Esa función tradicional terminó chocando -cuando la producción intensiva de mercancías tuvo como reflejo la producción masiva de pobres, haciendo más insondable el abismo entre opulencia e indigencia- con las funciones sociales de la universidad pública atribuidas, como contrapeso de la pobreza, a lo largo del Siglo XX a raíz de la Reforma de Córdova (1918) que planteó la necesidad de: una cultura vasta y de alto nivel; el pensamiento crítico como motor del cambio de paradigmas; el pensamiento político como aparejo de la ciencia para ser parte de las políticas públicas; la democratización de la gestión universitaria como comuna alterna de la cultura política; y de una formación científica rigurosa que, al hacer suya la relación teoría-práctica en la calle, asumiera un compromiso social con los sectores pobres como condición del desarrollo académico, lo cual repercutió en las luchas político-militares de la segunda mitad del siglo XX al convertirse, como en el caso salvadoreño, en la retaguardia estratégica de la revolución en el área urbana.  Esas luchas en las que la universidad pública tuvo derechos de autor y de actor la hicieron caer en desgracia con el capital e hicieron que el Estado (de la mano con los empresarios, si es que afirmar eso no es una tautología) buscar fuera de la universidad lugares a la medida para darle continuidad a la función tradicional que aquella abandonó o pretendió abandonar, con relativo éxito, en algunas décadas, sobre todo en América Latina.
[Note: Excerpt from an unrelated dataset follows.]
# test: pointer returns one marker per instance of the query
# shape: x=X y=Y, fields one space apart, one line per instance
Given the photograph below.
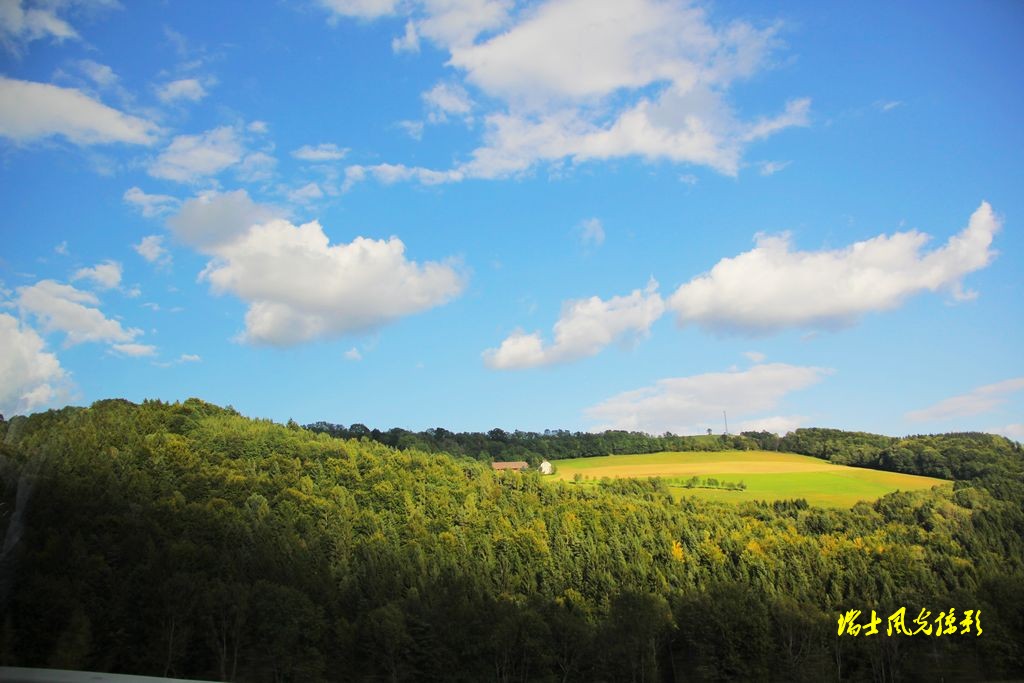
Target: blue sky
x=556 y=214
Así, la universidad pública al navegar en el mar de las luchas emancipadoras de la mano de la excelencia académica contestataria y estar sitiada por un ejército de institutos tecnológicos y universidades privadas fundadas a la imagen y semejanza del capital, justificó la rebaja en el monto de sus presupuestos y eso impactó negativamente, por ejemplo, en la producción de la investigación y la formación profesional, con lo cual se generó una crisis interna mediada por el enfrentamiento frontal de la hegemonía con la contra-hegemonía, enfrentamiento que fuera de los campus de las universidades públicas se concretó como un enfrentamiento de la cultura con la contra-cultura.
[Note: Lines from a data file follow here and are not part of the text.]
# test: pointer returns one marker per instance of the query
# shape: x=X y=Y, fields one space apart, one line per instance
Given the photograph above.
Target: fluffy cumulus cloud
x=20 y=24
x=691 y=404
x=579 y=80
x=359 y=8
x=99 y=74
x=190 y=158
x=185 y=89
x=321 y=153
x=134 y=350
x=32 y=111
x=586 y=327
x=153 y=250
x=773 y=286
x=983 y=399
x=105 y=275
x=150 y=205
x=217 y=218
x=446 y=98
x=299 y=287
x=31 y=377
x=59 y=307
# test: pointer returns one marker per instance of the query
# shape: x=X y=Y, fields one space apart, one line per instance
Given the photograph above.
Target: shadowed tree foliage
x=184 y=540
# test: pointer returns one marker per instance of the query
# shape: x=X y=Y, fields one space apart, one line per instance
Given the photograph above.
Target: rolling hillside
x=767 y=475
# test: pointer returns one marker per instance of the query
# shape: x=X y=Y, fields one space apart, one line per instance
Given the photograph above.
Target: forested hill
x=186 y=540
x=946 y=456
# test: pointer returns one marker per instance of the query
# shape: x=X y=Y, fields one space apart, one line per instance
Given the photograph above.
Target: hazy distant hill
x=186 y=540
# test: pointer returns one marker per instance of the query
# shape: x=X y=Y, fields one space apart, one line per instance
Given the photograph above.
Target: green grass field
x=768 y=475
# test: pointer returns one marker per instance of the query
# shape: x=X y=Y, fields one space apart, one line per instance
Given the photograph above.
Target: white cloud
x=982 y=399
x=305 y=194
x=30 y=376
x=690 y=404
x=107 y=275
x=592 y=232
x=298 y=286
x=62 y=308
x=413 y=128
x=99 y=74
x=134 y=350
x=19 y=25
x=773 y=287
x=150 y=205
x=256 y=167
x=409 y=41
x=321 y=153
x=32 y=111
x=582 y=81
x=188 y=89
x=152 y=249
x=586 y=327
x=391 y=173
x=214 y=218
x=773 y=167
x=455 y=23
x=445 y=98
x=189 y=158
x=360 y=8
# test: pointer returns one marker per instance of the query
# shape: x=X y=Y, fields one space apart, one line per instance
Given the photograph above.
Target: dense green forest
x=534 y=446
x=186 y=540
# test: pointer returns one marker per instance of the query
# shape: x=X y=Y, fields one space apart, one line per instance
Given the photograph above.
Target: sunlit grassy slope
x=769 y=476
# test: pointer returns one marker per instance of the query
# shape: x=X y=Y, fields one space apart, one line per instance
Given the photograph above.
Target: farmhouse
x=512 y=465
La crisis del abandono estatal de la universidad pública se ha traducido en una crisis de sueños y de autonomía (vulneración de la autonomía mediante las acreditaciones y los relojes marcadores, para que no quede ninguna duda de que el aprendizaje es una mercancía como cualquier pantalón o par de zapatos), pues la necesidad de acceder a fondos (sobre todo los que provienen de entes privados) que resuelvan sus crisis financieras la ha hecho servil, en el peor de los casos, o más vulnerable a las necesidades de mano de obra del capital que, bajo una forma etérea, resucita la producción en serie que requiere de títulos especializados (maestrías, doctorados, posdoctorados), ultra-puntuales (doctor en historia de la segunda mitad del mes de enero de 1932) y enajenantes (ratificación de la falacia ideológica de la existencia de una “clase media”), con lo que la forma triunfa sobre el contenido y lo administrativo sodomiza a lo académico (la jornalización de los contenidos y evaluaciones como dominatrix de la realidad y como borrador implacable de las diferencias de aprendizaje en los estudiantes) con lo que Boaventura de Sousa llama “certificación de las competencias” para formar, agrego yo, “profesionales socialmente incompetentes e inermes”.